Watching After Hours today is like watching a master filmmaker rediscover what made him want to be a filmmaker in the first place. It has that over-stylized anything-goes spirit. It’s a hysterically frenzied and fizzy Kafka-esque cocktail of horrible bad luck, insane misunderstandings, screwball chaos, sweaty paranoia, and Plaster of Paris bagel-and-cream cheese paper weights. It’s also absolute perfection (even if Paul’s odyssey would be over in five minutes if the film was set just a decade later in the brave new world of ATMs, Metrocards, and cell phones).

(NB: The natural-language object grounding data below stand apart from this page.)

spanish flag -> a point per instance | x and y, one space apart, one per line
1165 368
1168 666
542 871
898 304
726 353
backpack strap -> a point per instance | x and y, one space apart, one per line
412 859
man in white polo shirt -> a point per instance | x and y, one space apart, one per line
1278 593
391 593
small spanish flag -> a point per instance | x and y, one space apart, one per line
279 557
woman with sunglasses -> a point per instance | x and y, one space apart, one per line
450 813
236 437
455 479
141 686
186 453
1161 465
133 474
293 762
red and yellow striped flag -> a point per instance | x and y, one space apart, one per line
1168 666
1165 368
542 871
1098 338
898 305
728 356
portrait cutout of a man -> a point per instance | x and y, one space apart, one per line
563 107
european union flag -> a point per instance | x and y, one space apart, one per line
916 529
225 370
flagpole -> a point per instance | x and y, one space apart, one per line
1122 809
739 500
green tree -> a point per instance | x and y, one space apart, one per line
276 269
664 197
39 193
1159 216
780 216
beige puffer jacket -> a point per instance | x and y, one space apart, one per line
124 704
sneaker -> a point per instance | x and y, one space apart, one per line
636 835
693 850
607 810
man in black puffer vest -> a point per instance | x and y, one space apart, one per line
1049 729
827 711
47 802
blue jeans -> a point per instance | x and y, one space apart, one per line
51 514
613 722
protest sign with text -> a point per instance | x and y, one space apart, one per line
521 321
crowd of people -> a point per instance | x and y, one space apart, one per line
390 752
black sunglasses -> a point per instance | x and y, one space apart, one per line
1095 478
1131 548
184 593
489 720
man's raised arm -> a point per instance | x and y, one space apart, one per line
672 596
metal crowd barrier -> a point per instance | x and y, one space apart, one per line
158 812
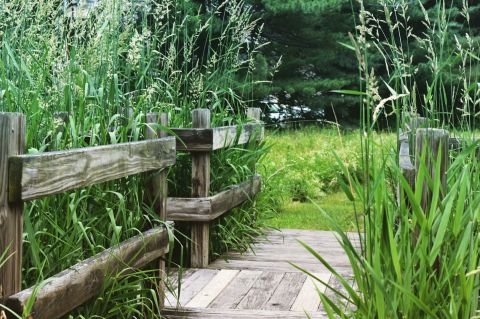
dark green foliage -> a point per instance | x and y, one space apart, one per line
307 35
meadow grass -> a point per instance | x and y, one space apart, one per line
413 261
107 70
302 173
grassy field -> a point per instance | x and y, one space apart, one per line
302 174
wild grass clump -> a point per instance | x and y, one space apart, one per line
107 67
301 163
413 261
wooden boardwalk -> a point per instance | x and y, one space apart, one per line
261 284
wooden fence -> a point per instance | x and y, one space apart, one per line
420 144
28 177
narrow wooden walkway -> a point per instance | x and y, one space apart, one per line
261 284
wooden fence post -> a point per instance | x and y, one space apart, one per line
254 113
435 143
12 142
159 194
200 188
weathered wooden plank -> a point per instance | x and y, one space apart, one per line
193 139
12 142
216 313
286 292
200 232
435 143
228 136
236 195
254 113
190 287
308 298
236 290
208 208
35 176
406 167
212 289
281 266
261 290
337 285
189 209
157 194
77 284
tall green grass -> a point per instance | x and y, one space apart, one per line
410 262
107 69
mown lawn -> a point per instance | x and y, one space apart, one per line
307 215
302 172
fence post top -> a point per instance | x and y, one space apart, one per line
200 111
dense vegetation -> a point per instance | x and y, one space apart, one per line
414 260
301 173
107 68
311 39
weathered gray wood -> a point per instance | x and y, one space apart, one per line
77 284
254 113
286 292
190 287
12 142
406 167
236 195
189 209
434 142
209 139
212 289
261 290
236 290
414 124
39 175
308 298
200 188
228 136
193 139
239 314
208 208
158 194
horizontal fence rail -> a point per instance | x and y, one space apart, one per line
74 286
28 177
44 174
210 139
208 208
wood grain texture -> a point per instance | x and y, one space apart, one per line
286 292
228 136
190 287
193 139
261 291
200 233
39 175
406 166
239 314
434 142
308 298
158 192
209 139
212 289
208 208
281 285
12 142
77 284
236 290
254 113
189 209
236 195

But never mind all of that, just do yourself a favor and watch it. Because aside from being one of the strangest and most unsung entries on the resume of our era’s greatest living director, if you squint just a little while you’re watching it, you’ll also see an artist finding his own personal salvation via celluloid. And that’s exhilaratingly rare. After all, while it’s clear that absolutely nothing has changed for Paul Hackett by the final scene of the After Hours, for Martin Scorsese, everything had. He remembered his calling.